Et pour cause? Selon le journal Guardian, une nouvelle étude constate que l’Antarctique fond beaucoup plus rapidement qu’anticipé. On prévoit que cette fonte ajoutera un mètre d’eau dans nos océans d’ici la fin du siècle. (Il est intéressant de savoir que l’année dernière, l’Antarctique a connu une température record de 17 degrés Celsius!)
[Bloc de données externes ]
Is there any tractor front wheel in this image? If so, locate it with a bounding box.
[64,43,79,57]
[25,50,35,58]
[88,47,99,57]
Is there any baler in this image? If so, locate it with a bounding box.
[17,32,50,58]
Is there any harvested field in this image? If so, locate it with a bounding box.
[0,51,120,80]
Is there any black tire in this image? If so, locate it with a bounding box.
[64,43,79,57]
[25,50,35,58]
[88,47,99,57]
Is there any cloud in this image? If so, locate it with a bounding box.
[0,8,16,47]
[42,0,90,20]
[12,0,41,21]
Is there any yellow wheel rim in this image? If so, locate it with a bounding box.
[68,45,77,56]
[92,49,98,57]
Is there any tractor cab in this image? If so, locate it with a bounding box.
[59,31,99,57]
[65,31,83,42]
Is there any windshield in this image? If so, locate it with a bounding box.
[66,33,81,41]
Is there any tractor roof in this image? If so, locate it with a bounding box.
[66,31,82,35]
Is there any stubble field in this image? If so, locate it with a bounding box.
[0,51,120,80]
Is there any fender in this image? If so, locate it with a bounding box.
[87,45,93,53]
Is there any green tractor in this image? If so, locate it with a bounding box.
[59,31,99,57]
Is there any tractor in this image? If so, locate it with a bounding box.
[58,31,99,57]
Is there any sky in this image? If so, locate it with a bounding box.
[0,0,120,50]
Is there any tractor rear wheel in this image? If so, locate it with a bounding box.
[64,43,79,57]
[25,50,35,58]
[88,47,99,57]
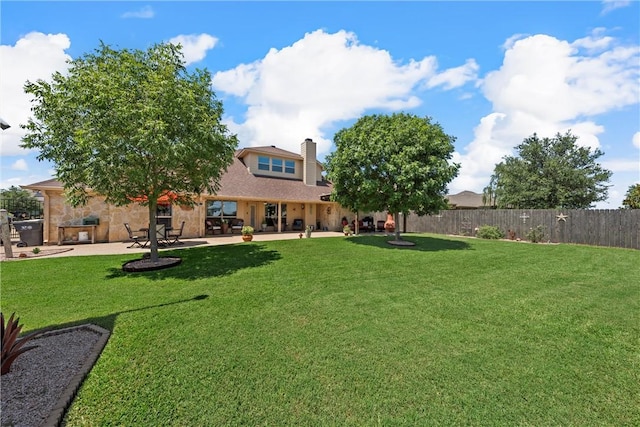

Un comité scientifique des Nations Unies prévoyait déjà une augmentation de 1 mètre du niveau de la mer d’ici 2100. Maintenant, avec les derniers constats faits sur la fonte de l’Antarctique, il faut rajouter un autre mètre d’eau. Donc 1 + 1= 2 mètres.

Imaginez deux mètres d’eau de plus dans la baie des Chaleurs, dans le détroit de Northumberland et dans la baie de Fundy!

Le problème avec ces prédictions… elles changent tout le temps. En fait, elles évoluent dans une pente ascendante. Autrement dit, elles augmentent constamment.

Pas besoin d’être un site protégé de l’UNESCO pour sentir la menace des changements climatiques ici en Atlantique. Comment réagira la géographie de Bas-Caraquet, à deux mètres d’eau de plus dans la baie des Chaleurs? Les Îles-de -la-Madeleine deviendront-elles les Maldives canadiennes? Et comment se réorganiseront les centres-ville de Campbellton, Dalhousie, Bathurst, Lamèque/Shippagan, Miramichi, Shédiac, Moncton, Saint-Jean, Halifax, Charlottetown et tous les autres petits villages? Comment réagiront-ils à l’arrivée graduelle de deux mètres d’eau? Et qui va payer?

Je sais, dans 100 ans nous seront majoritairement tous réunis six pieds sous terre, mais comment vont s’organiser nos enfants et leurs enfants?

Ce qui fait dire aux auteurs du rapport comment il est essentiel de limiter l’augmentation de chaleur à 2 degrés Celsius, au-delà de laquelle nous pourrions perdre le contrôle de la machine climatique et faire face à une situation ingérable.

Dans cette perspective, il est primordial ici et maintenant, de poser des actions concrètes pour limiter les effets changements climatiques.

Je crois qu’il faut apprendre à faire les choses autrement.